When comparing nucleic acid sequences across species and families, it was found that only Horse R had the first thymine to adenine mutation and second cytosine to guanine mutation. All of the non-horse equids sequenced had an exon 1 sequence identical to Horse S excluding species-specific differences. Rhinos however did have the third mutation displaying an adenine and the fourth mutation guanine characteristic of Horse R (Figure 4). Figure 4: The sequence for CXCL16. Exon 1 of each species. Note that across species the four mutations (indicated by red arrows) characteristic of Horse R were not present in entirety. Only the third and fourth mutation were shared with rhinoceridae. A’s, T’s, G’s, and C’s represent adenine, thymine, guanine, and cytosine nucleic acids respectively. Finally, when comparing amino acid sequences, it was found that no species shared a similar amino acid sequence to Horse R. Horse R has an amino acid sequence of tyrosine, aspartic acid, phenylalanine, and glutamic acid. All non-horse equids had a sequence similar to Horse S. This sequence was phenylalanine, histidine, isoleucine, and lysine. Despite similarities with Horse R in respect to the third and fourth nucleotide mutations, rhinoceridae had an amino acid sequence unlike any of the equid species. Rhinoceridae had an amino acid sequence of phenylalanine, glutamine, phenylalanine, and glutamic acid (Figure 5).

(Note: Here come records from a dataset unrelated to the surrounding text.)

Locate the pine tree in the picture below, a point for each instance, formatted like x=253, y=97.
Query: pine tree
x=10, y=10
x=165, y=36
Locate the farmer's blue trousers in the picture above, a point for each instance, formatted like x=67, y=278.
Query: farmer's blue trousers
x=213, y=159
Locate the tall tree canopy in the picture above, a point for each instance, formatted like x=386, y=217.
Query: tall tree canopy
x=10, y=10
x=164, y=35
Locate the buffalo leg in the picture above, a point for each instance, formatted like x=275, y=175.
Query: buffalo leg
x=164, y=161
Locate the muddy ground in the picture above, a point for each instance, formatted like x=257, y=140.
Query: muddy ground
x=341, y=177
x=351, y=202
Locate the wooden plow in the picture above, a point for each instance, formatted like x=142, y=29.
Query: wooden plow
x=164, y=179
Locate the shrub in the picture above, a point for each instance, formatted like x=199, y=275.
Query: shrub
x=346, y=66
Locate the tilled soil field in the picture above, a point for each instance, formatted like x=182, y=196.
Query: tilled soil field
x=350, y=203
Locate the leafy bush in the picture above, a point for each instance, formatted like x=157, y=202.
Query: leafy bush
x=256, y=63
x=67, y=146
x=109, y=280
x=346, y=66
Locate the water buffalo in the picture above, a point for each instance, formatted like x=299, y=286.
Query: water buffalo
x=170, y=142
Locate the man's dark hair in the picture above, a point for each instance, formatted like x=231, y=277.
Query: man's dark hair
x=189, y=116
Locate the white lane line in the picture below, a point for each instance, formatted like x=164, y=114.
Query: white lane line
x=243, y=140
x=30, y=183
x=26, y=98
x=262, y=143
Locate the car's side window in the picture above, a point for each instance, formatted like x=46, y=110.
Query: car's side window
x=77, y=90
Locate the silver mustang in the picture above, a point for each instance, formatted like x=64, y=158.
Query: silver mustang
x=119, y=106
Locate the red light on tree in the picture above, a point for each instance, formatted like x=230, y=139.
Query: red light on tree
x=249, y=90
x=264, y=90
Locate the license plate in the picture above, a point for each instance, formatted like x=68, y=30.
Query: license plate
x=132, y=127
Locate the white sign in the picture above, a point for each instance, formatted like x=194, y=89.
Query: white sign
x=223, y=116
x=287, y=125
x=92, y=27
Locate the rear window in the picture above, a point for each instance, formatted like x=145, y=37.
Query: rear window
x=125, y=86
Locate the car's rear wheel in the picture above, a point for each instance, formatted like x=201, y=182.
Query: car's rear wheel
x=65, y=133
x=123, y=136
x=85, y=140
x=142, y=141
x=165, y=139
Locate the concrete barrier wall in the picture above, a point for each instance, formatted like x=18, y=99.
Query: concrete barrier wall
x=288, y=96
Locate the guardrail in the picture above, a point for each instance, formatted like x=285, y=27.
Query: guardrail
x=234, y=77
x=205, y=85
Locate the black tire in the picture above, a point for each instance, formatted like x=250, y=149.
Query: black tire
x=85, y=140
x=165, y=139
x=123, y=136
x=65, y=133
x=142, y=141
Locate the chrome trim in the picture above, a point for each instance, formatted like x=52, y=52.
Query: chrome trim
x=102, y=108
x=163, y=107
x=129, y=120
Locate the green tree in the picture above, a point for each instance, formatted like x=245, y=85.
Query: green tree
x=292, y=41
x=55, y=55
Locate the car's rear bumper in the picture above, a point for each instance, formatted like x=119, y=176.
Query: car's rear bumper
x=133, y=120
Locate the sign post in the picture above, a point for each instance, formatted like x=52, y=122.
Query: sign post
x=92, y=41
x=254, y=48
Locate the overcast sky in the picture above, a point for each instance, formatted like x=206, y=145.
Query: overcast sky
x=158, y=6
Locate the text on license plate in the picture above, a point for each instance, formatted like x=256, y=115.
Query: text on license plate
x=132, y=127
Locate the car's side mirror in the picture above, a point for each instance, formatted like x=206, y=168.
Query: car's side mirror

Key Amino Acids Phenylalanine F Glutamine Q Tyrosine Y Isoleucine I Histidine H Lysine K Aspartic Acid D Glutamic Acid E Figure 5: The amino acids in question produced by exon 1 for each species (red arrows). Note that all equids share similar amino acids as Horse S and rhinoceridae are completely different. The amino acid sequences can then be applied to the currently established phylogenetic tree to compare differences and similarities between species (Figure 6). It can be interpreted that the equidae family share a common allele characteristic of the susceptible horse but only horses, equus caballas, have the resistant allele. The rhinoceridae family has a completely different sequence of amino acids compared to equidae indicating that this allele is under different selective pressure. This pressure could include different pathogens causing the genetic selection for stronger immunity or simply random variation in the alleles from speciation. However, the exact cause for the difference cannot be determined at this time. The tapiridae sequences were undetermined at this time.
Figure 6: The amino acid sequences (indicated in red) as they appear across families. Note that the equids share the S sequence across species within the family but outside the family, neither the R nor S sequence appear. In further research it will be beneficial to further investigate if the sequence is present in this family to determine if this allele is newly evolved to the equids, specifically the horse, or present in tapirs as well. It would also be beneficial to continue testing more samples as only a few rhinoceridae (n=14) and tapiridae (n=10) were available. The allele could possibly be conserved but not as prominently thus our available samples may not correctly reflect the entire population. More samples of non-horse equids should also be analyzed to confirm that the samples accurately reflect the population.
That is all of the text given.